95270497 - OEM part for trunk switch harness withOUT backup camera. Includes license plate lights, switch, and (lighting and switch) connectors as one assembly.

Once I saw how the harness was configured, I chose to attempt the repair using the Dorman 901-166 replacement switch, since it splices onto the harness in place of the old switch, regardless of which harness it is. I hope to get to it one of these weekends before it starts to snow.


----------



## MP81 (Jul 20, 2015)

Bumping this ollld thread back up - given the proper harness (for backup cam cars) costs $50 and includes the license plate lights, which I do not need, is the Dorman switch the best option (obviously just splicing it into the factory harness)?

It doesn't look "sealed", but I know even the ones that supposedly are could benefit from extra silicone, but I can't figure out where it would want to be applied.


----------



## pandrad61 (Jul 8, 2015)

MP81 said:


> Bumping this ollld thread back up - given the proper harness (for backup cam cars) costs $50 and includes the license plate lights, which I do not need, is the Dorman switch the best option (obviously just splicing it into the factory harness)?
> 
> It doesn't look "sealed", but I know even the ones that supposedly are could benefit from extra silicone, but I can't figure out where it would want to be applied.

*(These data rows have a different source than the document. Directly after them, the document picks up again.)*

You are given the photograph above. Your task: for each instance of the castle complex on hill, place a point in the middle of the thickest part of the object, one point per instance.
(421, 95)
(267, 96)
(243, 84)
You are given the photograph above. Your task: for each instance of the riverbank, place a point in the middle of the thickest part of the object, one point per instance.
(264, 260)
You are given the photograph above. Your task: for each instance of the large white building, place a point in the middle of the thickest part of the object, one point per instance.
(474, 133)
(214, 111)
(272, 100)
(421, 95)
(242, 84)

I’ve thought doorman as a decent brand so I wouldn’t worry too much.


----------



## revjpeterson (Oct 2, 2013)

MP81 said:


> Bumping this ollld thread back up - given the proper harness (for backup cam cars) costs $50 and includes the license plate lights, which I do not need, is the Dorman switch the best option (obviously just splicing it into the factory harness)?
> 
> It doesn't look "sealed", but I know even the ones that supposedly are could benefit from extra silicone, but I can't figure out where it would want to be applied.


The Dorman switch I installed back when I started this thread has started giving me trouble for the first time after about 4.5 years and 90k miles since replacement. It would intermittently fail to open the trunk over the course of this winter, which I assume was because it had water intrude, then freeze. Then it would thaw out and work again in a day or two. It's presently working, but I have a new one sitting on the shelf that I'll need to install before next winter.

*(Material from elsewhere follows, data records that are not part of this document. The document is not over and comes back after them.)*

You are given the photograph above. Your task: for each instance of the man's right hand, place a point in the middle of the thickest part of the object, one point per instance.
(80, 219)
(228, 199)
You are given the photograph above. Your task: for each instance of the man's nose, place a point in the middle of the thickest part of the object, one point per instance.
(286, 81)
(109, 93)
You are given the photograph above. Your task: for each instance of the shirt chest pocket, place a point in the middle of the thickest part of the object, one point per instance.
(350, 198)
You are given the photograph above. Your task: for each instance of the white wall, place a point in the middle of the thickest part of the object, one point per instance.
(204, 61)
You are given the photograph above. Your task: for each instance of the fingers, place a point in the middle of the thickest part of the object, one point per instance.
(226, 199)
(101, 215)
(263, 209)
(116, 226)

So, maybe consider it an every 4 to 5 year maintenance item, I guess. I'm satisfied with that, since it's such an inexpensive and easy repair, and the spliced-in switch lasted me a year longer than the factory switch did. 

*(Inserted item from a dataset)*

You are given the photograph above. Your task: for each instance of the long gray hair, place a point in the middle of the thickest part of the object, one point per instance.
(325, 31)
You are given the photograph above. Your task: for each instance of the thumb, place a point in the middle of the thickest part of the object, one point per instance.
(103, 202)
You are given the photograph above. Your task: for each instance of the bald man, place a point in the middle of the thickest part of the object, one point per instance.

One recommendation I'd make is that if you live in an area where they salt the roads and rust is common, to replace the screws that mount the trim piece to the trunk lid at the same time you're doing the switch, rather than reinstalling with the old screws. I almost destroyed the Philips heads taking it out the first time, so I found some stainless screws at Menards that were the same size. I'll do the same this time, because even though the screws are good enough that I think they'll hold up being removed this time, they're corroded enough that I wouldn't trust them to still be ok when I do this again in 4-5 years at 250k miles.


----------



## MP81 (Jul 20, 2015)

So you didn't do any extra measures to "seal" it? 4.5 years for a $15 switch certainly isn't bad at all.


----------



## Diamond193 (Jul 28, 2019)

Mine hasnt been working for a few months so ive just been using the button on the key fob. Its pretty annoying.


----------